El acusado tenebrismo de este lienzo, de clara ascendencia caravaggiesca, contribuye a crear esta imagen ideal de Jesús. No es, en definitiva, una representación cruenta, ya que la presencia de sangre es casi testimonial, ni tampoco presenta una postura que desprenda violencia. Al contrario, la figura de Cristo crucificado parece reposar sin esfuerzo en el supedáneo sobre el que descansan ambos pies. El pintor sevillano presenta la muerte en la cruz de manera simbólica, mística como ha señalado en ocasiones la crítica, moviendo al que contempla la escena no al temor sino a la piedad.

Será en el tratamiento de detalles anatómicos como la cabeza, los pies o las manos, reproducidos con gran minuciosidad, donde el artista concentre todo el dramatismo y sentido religioso del momento. El interés del pintor por ese detallismo descriptivo se refleja en el paño, que destaca en sus composiciones por su luminosidad y su estudiado dibujo. Estos suelen ser un buen ejemplo del dominio que alcanzó Zurbarán en el tratamiento pictórico de las telas, en las que se recrea en la descripción de cada pliegue del tejido, sabiendo graduar con maestría la iluminación que incide en cada doblez. Aunque nos encontramos sin duda ante una obra del propio Zurbarán, es precisamente el análisis pormenorizado de estos detalles pictóricos los que evidencian la posible participación de colaboradores en esta pintura, pues alguno de sus fragmentos no alcanza la perfección que encontramos en otros de los crucificados salidos de su mano.

 

 

Este Cristo crucificado de Francisco de Zurbarán forma parte de los fondos iniciales con los que contó el Museo de Bellas Artes de Sevilla al crearse en 1835. La pintura ha sufrido en sus más de trescientos cincuenta años de existencia diversos avatares como traslados, almacenamientos precarios o intervenciones inadecuadas, con el consiguiente deterioro, por lo que se hacía necesaria su restauración. El tratamiento, llevado a cabo por los restauradores Fátima Bermúdez-Coronel y Javier Chacón, ha permitido recuperar esta interesante pintura salida del taller de uno de los principales artistas del barroco español.

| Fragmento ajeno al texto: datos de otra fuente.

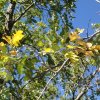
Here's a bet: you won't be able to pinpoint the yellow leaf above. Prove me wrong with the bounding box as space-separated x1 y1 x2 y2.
0 42 5 47
10 50 17 56
77 40 86 47
3 30 24 46
67 45 75 49
2 36 12 44
85 51 94 56
12 30 24 46
37 41 44 47
69 32 81 41
75 28 84 34
44 48 54 53
86 42 92 48
91 45 100 50
64 51 79 63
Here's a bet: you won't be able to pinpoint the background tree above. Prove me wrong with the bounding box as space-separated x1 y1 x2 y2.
0 0 100 100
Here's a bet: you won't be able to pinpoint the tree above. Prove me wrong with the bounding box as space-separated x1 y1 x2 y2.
0 0 100 100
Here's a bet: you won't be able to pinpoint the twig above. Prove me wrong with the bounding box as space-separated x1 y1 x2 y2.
37 59 68 100
75 69 99 100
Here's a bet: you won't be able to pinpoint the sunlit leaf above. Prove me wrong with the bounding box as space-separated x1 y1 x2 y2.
69 32 81 41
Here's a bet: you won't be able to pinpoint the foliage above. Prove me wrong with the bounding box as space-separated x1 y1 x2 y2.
0 0 100 100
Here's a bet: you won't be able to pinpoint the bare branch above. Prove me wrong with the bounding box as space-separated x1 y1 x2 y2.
37 59 68 100
75 69 99 100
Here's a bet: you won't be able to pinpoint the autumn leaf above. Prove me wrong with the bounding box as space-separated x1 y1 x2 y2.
85 51 94 56
44 48 54 53
67 45 75 49
10 50 17 56
75 28 84 34
64 51 79 63
12 30 24 46
69 32 81 41
3 30 24 46
91 45 100 50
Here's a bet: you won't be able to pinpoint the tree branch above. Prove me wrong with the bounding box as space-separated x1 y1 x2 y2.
75 69 99 100
37 59 68 100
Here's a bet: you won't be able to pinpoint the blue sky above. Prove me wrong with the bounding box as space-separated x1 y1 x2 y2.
73 0 100 34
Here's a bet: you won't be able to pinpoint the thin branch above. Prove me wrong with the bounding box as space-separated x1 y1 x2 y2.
75 69 99 100
14 2 35 23
37 59 68 100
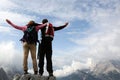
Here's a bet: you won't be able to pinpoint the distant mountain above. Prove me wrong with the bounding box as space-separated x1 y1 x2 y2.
57 60 120 80
57 70 100 80
0 68 9 80
92 60 120 80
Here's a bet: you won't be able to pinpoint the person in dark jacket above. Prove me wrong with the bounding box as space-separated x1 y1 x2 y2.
6 19 46 74
38 19 68 76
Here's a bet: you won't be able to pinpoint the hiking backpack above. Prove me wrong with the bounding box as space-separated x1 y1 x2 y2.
21 26 38 44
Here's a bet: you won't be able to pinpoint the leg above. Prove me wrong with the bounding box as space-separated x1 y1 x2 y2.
29 44 38 74
46 41 53 75
38 44 45 75
23 42 29 72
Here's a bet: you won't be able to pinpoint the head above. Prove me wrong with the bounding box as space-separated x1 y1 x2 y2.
42 19 48 24
27 20 35 26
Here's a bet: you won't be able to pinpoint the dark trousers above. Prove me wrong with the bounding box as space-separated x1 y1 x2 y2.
38 39 53 74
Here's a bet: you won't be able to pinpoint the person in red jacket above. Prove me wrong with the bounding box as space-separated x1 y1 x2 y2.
6 19 46 74
38 19 68 76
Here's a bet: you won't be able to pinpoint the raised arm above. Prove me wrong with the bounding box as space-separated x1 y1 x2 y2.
53 22 68 31
6 19 27 31
36 23 47 31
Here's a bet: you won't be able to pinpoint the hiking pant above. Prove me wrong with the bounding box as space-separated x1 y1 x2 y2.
38 40 53 75
23 42 38 72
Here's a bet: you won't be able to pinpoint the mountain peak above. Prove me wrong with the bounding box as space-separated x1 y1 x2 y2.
93 60 120 75
0 68 9 80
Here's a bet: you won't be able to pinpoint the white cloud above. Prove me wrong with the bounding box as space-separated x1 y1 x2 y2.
0 0 17 11
54 58 93 77
0 41 23 69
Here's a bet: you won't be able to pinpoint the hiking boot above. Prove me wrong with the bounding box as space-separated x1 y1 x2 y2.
49 73 53 77
34 71 38 75
39 73 43 76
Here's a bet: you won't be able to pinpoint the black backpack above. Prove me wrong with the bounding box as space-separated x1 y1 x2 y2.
21 26 38 44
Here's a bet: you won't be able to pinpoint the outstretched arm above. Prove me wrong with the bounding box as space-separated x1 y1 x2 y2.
36 23 47 31
53 22 68 31
6 19 27 31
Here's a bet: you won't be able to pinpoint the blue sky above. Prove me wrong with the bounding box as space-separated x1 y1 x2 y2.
0 0 120 76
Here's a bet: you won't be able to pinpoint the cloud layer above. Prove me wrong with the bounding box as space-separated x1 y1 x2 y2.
0 0 120 76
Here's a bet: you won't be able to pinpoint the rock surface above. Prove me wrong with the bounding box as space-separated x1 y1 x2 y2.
13 74 56 80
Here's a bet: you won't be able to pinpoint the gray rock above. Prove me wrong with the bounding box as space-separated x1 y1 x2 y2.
13 74 56 80
13 74 21 80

La restauración de esta obra de Zurbarán ha sido de carácter integral y se ha desarrollado en diferentes fases, iniciándose por los estudios técnicos y científicos-analíticos previos a la intervención directa sobre la misma. Esta primera fase combina el informe técnico y el estudio fotográfico realizado con distintas fuentes de luz (normal, rasante, ultravioleta), junto a fotomacrografías y fotomicrografías, además del estudio radiográfico completo de la obra, así como los análisis químicos, para determinar los pigmentos, cargas, aglutinantes y barnices que componen el estrato pictórico. También se ha realizado el estudio de la estructura del tejido y la naturaleza de las fibras. Todas las informaciones aportadas permitieron conocer el estado de conservación en profundidad, evidenciaron las patologías y daños que presentaba, así como identificaron los materiales empleados y la técnica de ejecución. Con todo ello se pudo determinar con precisión como debían de desarrollarse las distintas etapas del proceso de intervención.

Para el tratamiento sobre el soporte, dada su fragilidad y los múltiples añadidos y deformaciones que presentaba, ha sido necesaria una forración con un nuevo tejido de lino que aportara consistencia a la tela original y consolidara los estratos pictóricos. Con posterioridad se procedió a retirar los numerosos repintes y estucos desbordantes realizados en antiguas intervenciones, que se encontraban alterados y oscurecidos así como los barnices oxidados, todo lo cual falseaba la apariencia visual de la obra.

Las fases siguientes: estucado, reintegración cromática de lagunas en la capa pictórica y protección final con barniz, han dado a la obra su aspecto actual, próximo a su concepción original, que permite apreciar en toda su integridad la calidad pictórica de este interesante lienzo de Francisco de Zurbarán.

 

 

Hasta el 22 de octubre de 2017 en el Museo de Bellas Artes de Sevilla (Plaza del Museo, 9). Horarios: martes a domingo y festivos, de 09:00 a 15:00 horas. Lunes cerrado, salvo el 14 de agosto. Abierto el 15 de agosto.